Люди, наступавшие на эти грабли, уже сейчас поймут, в чем подвох. Остальным рассказываю. Двадцать дней в теплом помещении срубленное дерево стоит не очень охотно. Без энтузиазма.

Когда через неделю половина хвои оказалась на полу, я заподозрила неладное и выяснила, что надо было держать елку на балконе. Кто же знал! За время транспортировки на мороз колючей стала вся комната. Особенно кровать, куда я по счастливой случайности рухнула вместе с хрупким грузом. Новогодней ночью на моем столе стояла… ветка. Размером с «верхушку» искусственной елки. Этакий символический огрызок праздника. Было обидно, но «зато настоящая».

Утро ознаменовалось для меня двумя событиями. Первое – ветка стала палкой. А второе – торговец новогодней атрибутикой решил как можно скорее покинуть самодельный рынок на пятачке перед домом.

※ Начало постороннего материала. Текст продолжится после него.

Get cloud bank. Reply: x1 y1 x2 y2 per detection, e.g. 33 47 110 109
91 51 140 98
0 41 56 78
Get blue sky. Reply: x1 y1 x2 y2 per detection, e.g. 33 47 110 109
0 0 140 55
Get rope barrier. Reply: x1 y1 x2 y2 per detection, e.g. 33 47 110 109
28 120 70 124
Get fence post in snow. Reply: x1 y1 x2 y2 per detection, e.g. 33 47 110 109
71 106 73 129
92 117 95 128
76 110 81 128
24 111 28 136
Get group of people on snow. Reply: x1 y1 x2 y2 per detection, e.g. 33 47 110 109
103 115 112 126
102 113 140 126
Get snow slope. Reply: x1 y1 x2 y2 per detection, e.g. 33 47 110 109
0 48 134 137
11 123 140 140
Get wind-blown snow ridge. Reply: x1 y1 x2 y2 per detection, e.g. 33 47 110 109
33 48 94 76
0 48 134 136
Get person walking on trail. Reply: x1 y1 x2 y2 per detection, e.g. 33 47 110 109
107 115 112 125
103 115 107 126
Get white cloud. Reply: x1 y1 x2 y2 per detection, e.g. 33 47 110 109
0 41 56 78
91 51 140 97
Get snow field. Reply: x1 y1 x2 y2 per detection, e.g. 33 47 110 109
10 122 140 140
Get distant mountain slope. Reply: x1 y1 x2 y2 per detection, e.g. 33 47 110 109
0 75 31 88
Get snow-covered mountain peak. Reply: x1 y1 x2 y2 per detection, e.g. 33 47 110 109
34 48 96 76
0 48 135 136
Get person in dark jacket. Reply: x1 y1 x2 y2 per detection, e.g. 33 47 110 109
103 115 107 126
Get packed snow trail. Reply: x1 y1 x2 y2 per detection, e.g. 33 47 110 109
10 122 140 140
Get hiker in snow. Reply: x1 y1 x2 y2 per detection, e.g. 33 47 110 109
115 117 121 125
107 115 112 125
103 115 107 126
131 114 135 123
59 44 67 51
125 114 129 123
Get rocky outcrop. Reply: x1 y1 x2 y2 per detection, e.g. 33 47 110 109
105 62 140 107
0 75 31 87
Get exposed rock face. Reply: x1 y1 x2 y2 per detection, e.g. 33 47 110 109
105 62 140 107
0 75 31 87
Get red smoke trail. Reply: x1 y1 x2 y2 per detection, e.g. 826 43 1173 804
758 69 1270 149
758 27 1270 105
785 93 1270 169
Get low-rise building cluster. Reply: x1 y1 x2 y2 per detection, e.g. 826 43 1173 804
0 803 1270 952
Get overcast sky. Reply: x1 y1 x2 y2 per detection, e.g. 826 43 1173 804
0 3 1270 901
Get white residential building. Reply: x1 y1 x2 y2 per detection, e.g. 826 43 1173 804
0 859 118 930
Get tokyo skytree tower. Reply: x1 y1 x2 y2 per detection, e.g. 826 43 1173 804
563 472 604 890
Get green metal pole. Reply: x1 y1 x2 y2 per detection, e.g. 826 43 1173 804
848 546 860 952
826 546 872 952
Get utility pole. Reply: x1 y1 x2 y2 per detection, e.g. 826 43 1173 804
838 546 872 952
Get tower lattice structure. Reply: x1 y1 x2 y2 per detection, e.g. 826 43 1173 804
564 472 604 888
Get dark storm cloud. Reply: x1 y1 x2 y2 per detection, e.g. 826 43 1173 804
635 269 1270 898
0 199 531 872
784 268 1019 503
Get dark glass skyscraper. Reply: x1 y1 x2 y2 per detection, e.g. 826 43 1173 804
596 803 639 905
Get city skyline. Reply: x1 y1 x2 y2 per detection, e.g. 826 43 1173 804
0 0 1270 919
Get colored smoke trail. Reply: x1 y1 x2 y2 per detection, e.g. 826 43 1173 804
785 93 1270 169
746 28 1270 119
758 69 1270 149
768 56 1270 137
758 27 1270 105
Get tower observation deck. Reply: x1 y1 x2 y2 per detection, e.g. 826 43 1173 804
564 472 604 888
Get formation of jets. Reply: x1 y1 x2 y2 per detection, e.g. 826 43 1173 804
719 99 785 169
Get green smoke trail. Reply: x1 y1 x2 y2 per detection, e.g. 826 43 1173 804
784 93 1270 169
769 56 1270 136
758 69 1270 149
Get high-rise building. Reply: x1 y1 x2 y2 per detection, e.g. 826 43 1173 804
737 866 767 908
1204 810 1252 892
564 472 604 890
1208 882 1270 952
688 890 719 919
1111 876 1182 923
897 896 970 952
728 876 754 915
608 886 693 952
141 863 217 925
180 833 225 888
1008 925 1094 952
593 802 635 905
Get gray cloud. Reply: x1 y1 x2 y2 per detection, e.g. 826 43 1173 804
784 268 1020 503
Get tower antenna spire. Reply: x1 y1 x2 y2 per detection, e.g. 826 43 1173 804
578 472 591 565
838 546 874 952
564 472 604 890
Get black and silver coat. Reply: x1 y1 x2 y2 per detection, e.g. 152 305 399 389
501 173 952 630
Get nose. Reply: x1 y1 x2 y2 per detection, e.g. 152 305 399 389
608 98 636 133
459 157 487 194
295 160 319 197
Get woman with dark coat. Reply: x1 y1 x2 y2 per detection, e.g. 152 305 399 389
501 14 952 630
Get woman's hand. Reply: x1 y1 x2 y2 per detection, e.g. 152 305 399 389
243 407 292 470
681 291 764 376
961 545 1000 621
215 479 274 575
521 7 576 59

Все непроданные деревья были свалены в кучу через дорогу.

«Это знак», – решила я. А теперь представьте картину: 1 января девушка тащит через проезжую часть трехметровое раскидистое дерево, катает по снегу, чтобы отчистить грязь, а затем затаскивает этого зеленого монстра в парадную. Еще раз: 1 января.

Елка оказалась с характером и не хотела помещаться в лифт. Затем в дверь квартиры. Затем в комнатную. На этом этапе я пожалела о своем решении продлить праздник. Когда она не влезла в пространство «пол – потолок», я уже выла и хваталась за голову исколотыми руками. Канцелярский нож, несколько часов работы, еще одна подставка… и две трети комнаты оказались заняты этой нескромной барышней. Да, не о таком сожительстве я мечтала.

Как мы провели с ней два месяца, расскажу кратко. Неделю я не могла открыть шкаф, а затем, не решаясь выкинуть такую красоту, я вытащила ее на балкон до середины марта. К этому моменту царапины от прошлых перемещений зажили, так что я героически выволокла лысую палку и мешок иголок на улицу.

Кажется, в начале октября из-под подушки на мою ладонь напала последняя колючка. На балконе в ковре живет еще некоторое количество. Посмертно.

Я знаю, что рассказ выйдет не раньше января. Но торжественно клянусь: в этом году у меня будет маленькая искусственная елка со стеклянными игрушками. И живая ветка с пластиковыми. И большая цифровая картинка дерева в лесу. Но на время трансляции ей придется уступить стену президенту. Хватит романтизировать елку. Пора взрослеть. Тем более балконный ковер сказал, что не потерпит больше таких экспериментов. А мне по нему еще босиком летом ходить. Возьму пример со старших: не дело враждовать с таким авторитетным предметом декора.